The urge to cheat is often too much for some folk. It is not uncommon, most famously in places like Chicago or New Orleans, for party apparatchiks to forge the signatures in kitchen-table operations. This consists of simply getting a voters list, sitting down and randomly forging voters' names on the petitions.

This is what appears to have occurred with some Lower Manhattan Democrats, who submitted hundreds of signatures to the Board of Elections nominating Jeff Galloway and Linda Belfer, both lawyers and Community Board 1 members, for Democratic district leaders of Battery Park City and parts of the Lower East Side.
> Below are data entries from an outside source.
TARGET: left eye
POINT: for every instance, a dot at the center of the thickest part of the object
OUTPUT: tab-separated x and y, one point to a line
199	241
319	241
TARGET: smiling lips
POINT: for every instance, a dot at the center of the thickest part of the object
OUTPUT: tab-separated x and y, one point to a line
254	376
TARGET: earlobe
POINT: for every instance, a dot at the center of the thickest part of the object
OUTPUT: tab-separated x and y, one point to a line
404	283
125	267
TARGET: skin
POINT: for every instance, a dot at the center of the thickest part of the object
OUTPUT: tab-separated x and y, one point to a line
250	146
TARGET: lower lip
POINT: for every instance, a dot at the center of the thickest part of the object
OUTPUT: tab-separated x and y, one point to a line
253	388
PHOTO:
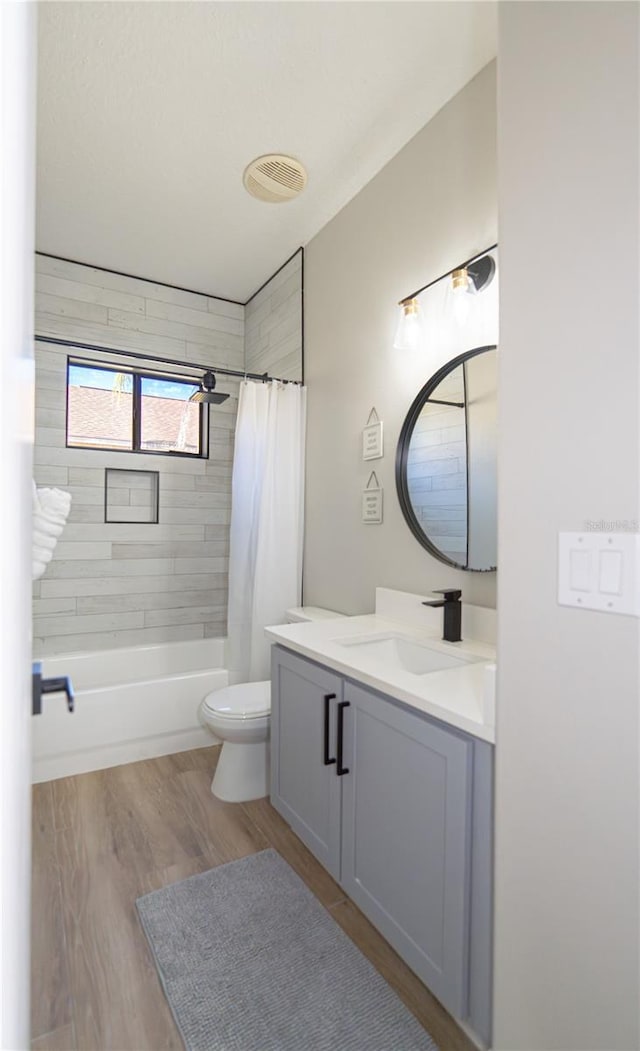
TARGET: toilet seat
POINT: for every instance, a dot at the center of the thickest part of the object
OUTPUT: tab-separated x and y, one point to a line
244	701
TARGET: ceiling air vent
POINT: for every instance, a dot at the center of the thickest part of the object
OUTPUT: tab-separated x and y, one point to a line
274	178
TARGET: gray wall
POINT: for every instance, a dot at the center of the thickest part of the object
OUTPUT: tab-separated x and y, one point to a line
273	330
566	818
431	207
111	585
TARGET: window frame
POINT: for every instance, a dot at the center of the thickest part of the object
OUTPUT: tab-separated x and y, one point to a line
137	376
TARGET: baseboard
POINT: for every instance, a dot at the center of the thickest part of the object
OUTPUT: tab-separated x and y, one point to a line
66	764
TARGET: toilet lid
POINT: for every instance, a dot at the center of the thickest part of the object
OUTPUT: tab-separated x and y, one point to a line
246	700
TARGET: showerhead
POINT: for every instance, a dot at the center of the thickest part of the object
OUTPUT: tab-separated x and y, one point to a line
207	391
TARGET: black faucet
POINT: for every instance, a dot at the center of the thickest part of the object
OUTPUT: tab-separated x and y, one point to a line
453	613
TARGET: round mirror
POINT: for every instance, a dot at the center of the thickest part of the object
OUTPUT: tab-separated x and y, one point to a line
446	462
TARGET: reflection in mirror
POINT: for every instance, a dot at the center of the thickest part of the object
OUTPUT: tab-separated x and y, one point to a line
446	465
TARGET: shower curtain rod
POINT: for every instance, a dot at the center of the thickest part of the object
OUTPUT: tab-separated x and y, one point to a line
264	376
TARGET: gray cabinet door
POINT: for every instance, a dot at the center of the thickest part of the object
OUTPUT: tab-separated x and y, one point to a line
406	837
304	789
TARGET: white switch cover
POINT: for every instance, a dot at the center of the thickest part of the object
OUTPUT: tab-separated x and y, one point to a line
600	571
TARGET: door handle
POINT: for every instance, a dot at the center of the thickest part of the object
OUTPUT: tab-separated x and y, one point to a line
326	757
40	686
341	737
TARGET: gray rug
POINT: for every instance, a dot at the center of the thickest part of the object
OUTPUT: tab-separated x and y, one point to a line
250	961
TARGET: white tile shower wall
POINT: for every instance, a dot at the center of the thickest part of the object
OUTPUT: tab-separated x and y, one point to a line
273	324
115	585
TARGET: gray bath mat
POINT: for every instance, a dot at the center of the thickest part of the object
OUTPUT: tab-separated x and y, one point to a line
250	961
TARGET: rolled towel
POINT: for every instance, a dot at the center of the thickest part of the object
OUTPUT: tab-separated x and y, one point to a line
49	514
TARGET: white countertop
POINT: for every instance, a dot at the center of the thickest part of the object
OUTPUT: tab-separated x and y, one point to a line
455	696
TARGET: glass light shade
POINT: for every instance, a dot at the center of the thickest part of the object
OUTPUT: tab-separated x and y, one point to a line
410	331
Galloway works for the prestigious international law firm, Hughes Hubbard.

District leader is an unpaid party post, similar to the old "ward boss", whose important duties are the worthy tasks of getting out the vote on election day and ensuring that the poll sites are functioning properly. District leaders carry some prestige and power, since candidates routinely seek their endorsement. So the post is aggressively sought after.

The petitions were submitted by the Lower Manhattan Democrats, a newly formed political club to which Galloway and Belfer belong. The contact person listed on the petitions is David Reck, current Democratic district leader on the Lower West Side. In 2009, Reck was subpoened in another complaint alleging fraudulent petitions submitted by him, involving former city councilmember Alan Gerson. Reck's reaction to these charges can be viewed here.

Bill Love, president of the Lower Manhattan Democrats, a Community Board 1 member and a lawyer who serves as counsel to the American and New York Stock Exchanges, is also listed as a contact person. He worked with controversial political operative, Ray Cline, in getting workers to gather petitions at $12.50 an hour. Love has commented in the past about his connection to New Orleans politics.

Besides the Supreme Court complaint, an objection was made last week to the Board of Elections, pointing out the deceaseds' forged signatures, along with their death certificates.  The Board will likely make a determination today whether to throw out the individual forged signatures, or, possibly, all the collected signatures of those involved in the alleged fraud.  

If the latter were to occur, it is likely Galloway and Belfer would not have acquired the requisite number of legal signatures and consequently not be on the voting machines on election day.

The New York Post also reports on this controversy.

Comments (1)
Throw these bums in jail...that's where they belong!